Can you name even ONE of the various inventions she describes that exists today? Rearden metal? Sound waves as a weapon of mass destruction? Power drawn from static electricity in the air? Even shale oil isn't profitable yet? And the passenger railroads of her heroine were sold to the government about fifty years ago because no private corporation has ever figured out how to run them profitably.
On the other hand, the government she so despises can claim credit for having developed atomic energy, putting men on the moon, inventing the Internet, and most of the communications developments which are based upon satellite technology. So exactly how is ANYTHING Rand wrote about in "Atlas Shrugged" grounded in reality? It's grounded in exactly what you said it was -- FICTION.
Even Galt's Gulch -- Rand's Nirvana on Earth where everyone was "moral" and therefore the system worked -- is a obvious fraud. You don't build a copper smelter in the mountains of Colorado by yourself, as Francisco D'Anconia is supposed to have done, and even if you could do this (without a labor force?), how long would a valley belching smoke -- as smelters do -- remain hidden? Galt's Gulch worked because Rand simply dispensed with the realities of industrial production and assumed that a small handful of people could create such materials out of thin air. She describes how Dagny Taggart would build a railroad up a mountainside in Galt's Gulch, but how could that ever have been done without the industrial infrastructure that railroads require? There is NO reality in what she writes.
Altas Shrugged works only if you submit to a massive suspension of belief. It is legitimate to ask one's readers to suspend belief in a work of fiction -- it's done all the time -- and I would be the last to deny that Atlas Shrugged is a well-written novel. What it is NOT is a model upon which to base anything REAL, and that is what two generations of rightists have tried to get people to do?

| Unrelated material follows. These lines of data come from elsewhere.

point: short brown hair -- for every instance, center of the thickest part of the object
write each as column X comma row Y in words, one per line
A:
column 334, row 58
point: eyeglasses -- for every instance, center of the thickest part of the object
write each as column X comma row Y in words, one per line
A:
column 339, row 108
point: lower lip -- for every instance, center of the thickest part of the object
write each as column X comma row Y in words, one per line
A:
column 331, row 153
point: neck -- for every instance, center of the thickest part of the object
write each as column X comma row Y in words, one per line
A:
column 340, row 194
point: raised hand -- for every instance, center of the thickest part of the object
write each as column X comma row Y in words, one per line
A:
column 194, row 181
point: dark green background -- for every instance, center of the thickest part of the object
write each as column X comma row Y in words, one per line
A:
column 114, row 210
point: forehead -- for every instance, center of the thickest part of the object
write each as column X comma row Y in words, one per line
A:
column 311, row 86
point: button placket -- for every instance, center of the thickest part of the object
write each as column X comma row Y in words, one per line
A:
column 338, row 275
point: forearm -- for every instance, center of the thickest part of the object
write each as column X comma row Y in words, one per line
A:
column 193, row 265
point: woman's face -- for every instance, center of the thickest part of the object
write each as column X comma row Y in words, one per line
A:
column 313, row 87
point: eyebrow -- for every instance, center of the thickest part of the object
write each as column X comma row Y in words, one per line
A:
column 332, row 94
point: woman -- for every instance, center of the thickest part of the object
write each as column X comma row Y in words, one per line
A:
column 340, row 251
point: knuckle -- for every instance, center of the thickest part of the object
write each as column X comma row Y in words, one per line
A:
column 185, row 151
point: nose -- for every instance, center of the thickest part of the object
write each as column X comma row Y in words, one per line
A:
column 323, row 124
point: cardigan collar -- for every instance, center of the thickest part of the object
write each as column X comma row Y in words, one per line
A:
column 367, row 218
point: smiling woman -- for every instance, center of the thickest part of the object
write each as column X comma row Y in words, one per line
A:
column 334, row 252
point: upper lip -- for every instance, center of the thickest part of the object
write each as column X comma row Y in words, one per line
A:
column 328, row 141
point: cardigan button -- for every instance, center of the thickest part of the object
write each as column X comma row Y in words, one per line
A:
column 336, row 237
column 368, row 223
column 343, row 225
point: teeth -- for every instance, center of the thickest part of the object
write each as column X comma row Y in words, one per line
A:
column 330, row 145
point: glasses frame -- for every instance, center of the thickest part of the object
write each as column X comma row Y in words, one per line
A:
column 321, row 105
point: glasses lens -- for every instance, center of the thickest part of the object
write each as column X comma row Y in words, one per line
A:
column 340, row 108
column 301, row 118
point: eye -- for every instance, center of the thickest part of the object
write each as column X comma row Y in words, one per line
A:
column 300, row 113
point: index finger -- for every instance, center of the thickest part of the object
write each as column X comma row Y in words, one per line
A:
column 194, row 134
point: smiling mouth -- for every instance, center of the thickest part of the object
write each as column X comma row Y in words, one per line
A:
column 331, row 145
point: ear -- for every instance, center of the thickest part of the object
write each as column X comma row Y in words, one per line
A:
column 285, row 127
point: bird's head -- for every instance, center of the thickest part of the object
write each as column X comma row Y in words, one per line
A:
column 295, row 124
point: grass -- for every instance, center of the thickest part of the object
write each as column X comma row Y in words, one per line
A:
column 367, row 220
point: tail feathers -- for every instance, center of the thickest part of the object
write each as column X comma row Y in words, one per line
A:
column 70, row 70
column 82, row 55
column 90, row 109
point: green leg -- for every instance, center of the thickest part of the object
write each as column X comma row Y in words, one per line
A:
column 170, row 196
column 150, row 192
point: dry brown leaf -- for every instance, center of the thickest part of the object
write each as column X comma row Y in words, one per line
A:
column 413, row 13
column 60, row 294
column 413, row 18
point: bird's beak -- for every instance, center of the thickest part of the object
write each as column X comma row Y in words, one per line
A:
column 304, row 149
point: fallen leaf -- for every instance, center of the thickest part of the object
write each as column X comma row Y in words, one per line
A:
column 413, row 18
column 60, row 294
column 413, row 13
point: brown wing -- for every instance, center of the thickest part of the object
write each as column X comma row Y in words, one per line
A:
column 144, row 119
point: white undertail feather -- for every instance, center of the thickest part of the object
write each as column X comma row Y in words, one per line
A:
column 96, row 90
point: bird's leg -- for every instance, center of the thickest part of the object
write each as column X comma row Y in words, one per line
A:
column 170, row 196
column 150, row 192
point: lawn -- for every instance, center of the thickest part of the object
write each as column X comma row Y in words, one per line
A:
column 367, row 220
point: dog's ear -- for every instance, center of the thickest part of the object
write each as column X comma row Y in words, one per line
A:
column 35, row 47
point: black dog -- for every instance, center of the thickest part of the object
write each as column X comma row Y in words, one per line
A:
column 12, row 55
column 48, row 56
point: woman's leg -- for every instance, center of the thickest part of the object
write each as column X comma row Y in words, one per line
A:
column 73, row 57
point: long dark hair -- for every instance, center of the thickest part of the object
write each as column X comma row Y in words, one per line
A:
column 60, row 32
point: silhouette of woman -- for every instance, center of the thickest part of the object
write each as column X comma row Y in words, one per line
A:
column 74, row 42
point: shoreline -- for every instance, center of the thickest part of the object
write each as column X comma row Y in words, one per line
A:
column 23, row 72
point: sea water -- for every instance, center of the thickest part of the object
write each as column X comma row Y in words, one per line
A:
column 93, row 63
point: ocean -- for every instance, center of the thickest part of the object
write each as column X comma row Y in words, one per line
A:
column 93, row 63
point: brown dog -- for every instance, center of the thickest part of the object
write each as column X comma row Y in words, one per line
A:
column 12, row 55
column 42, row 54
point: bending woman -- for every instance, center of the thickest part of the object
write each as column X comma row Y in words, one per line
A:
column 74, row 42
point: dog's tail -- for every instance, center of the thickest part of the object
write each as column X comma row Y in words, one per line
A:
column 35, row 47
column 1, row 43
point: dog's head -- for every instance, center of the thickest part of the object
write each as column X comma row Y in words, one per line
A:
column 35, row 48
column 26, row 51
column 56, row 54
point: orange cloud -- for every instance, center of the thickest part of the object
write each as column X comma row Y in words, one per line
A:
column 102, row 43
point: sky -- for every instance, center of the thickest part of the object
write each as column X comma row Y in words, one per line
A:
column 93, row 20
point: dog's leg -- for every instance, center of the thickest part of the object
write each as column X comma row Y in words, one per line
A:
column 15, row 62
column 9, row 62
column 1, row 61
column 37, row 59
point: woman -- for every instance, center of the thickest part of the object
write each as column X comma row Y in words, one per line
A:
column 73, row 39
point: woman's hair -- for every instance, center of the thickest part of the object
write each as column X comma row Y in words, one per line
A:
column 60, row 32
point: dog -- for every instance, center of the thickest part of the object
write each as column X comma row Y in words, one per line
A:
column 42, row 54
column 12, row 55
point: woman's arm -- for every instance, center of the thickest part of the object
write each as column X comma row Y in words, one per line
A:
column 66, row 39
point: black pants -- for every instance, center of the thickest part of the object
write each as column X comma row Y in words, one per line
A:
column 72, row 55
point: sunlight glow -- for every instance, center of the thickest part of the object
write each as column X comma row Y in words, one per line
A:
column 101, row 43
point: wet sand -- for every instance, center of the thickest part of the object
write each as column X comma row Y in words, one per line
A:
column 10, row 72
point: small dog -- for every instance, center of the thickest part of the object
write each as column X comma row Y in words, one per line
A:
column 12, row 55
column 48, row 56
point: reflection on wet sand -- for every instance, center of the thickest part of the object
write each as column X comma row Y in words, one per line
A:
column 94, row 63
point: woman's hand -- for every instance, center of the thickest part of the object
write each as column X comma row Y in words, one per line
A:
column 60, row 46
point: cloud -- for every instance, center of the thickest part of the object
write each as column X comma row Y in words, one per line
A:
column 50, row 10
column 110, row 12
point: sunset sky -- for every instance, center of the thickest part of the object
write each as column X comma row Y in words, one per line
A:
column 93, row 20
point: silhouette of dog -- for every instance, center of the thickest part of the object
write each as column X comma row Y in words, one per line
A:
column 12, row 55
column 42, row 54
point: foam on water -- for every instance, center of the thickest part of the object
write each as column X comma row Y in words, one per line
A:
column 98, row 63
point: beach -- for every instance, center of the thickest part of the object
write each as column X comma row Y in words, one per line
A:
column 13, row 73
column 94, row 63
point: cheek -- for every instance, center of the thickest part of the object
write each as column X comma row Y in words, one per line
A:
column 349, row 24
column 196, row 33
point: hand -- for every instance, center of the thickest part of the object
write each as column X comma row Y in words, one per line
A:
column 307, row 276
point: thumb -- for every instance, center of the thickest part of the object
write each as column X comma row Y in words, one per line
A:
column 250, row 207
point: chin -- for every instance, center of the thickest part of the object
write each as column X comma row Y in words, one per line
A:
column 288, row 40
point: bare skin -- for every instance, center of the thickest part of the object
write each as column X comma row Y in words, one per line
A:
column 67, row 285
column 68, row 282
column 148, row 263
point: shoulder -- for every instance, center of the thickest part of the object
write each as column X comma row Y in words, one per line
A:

If Rand were only a novelist trying to sell a book, I'd have no argument with her. But in fact, she was intensely political. In the 1970s, she published a small magazine -- the Diode -- which served as a political primer for her followers. By a wild coincidence, I used to read it and was also reading the house organ of the Chinese Communist Party (Peking People's Review) at the same time (some left-wing friends, knowing my anti-Communist views, got me a subscription as a joke). They were strikingly similar -- not in their political views, of course, but in the slavish way in which the line promoted by the Leader (Rand and Mao) was adhered to by all the other articles in the publications -- even to the point of repeating the same catch phrases.
But Rand scrupulously avoided dealing with a critical contradiction in her political -- the fact that the leaders of the political party which she supported were NOTHING like the people in her novel. Richard Nixon used the police powers of government to do exactly what she feared Communism would do. The author whose heroine told a national radio audience, with pride, that she had committed adultery found herself supporting politicians whose religiosity was stifling. She called upon her followers to vote for the man who had instituted wage-and-price controls, "as the lesser of two evils." I'm not making this up, friend. It was in the Diode. So not only were her beliefs not grounded in reality, but when she DID confront the reality of American politics, she sold her beliefs down the river.
Finally, if you want to read a mirror image of Atlas Shrugged, try "The Iron Heel," by Jack London, which also posits an America that never existed (there are no blacks in his book, either, nor is the civil war mentioned at all). The book is supposed to be a description of the dark days of capitalism as seen from a prosperous socialist society of the future. Unlike Rand, London TRIED to ground his book in reality by using copious footnotes to demonstrate the evils of the capitalism of his day -- Rand, to the contrary, simply says that the capitalism of the post-Civil War period was good and moral and expects you to agree. The footnotes don't help, because the conclusions London draws are as fanciful as Galt's Gulch.
Look, if you want to have a SERIOUS discussion of Atlas Shrugged, I'm up for it, but I will not put up with the kind of thing you've done here, which is to state a point (that her philosophy is grounded in reality) that is crucial to your argument and is completely non-self-evident. I've been debating Randians since 1961, and with some of them I have had productive discussions -- the ones who don't try to tell me that Atlas Shrugged describes something real.
The rest, who try to tell me that anyone who opposes unfettered capitalism is a "bullshitting thief," bore me. Which are you?
And I haven't belonged to a union since 1963.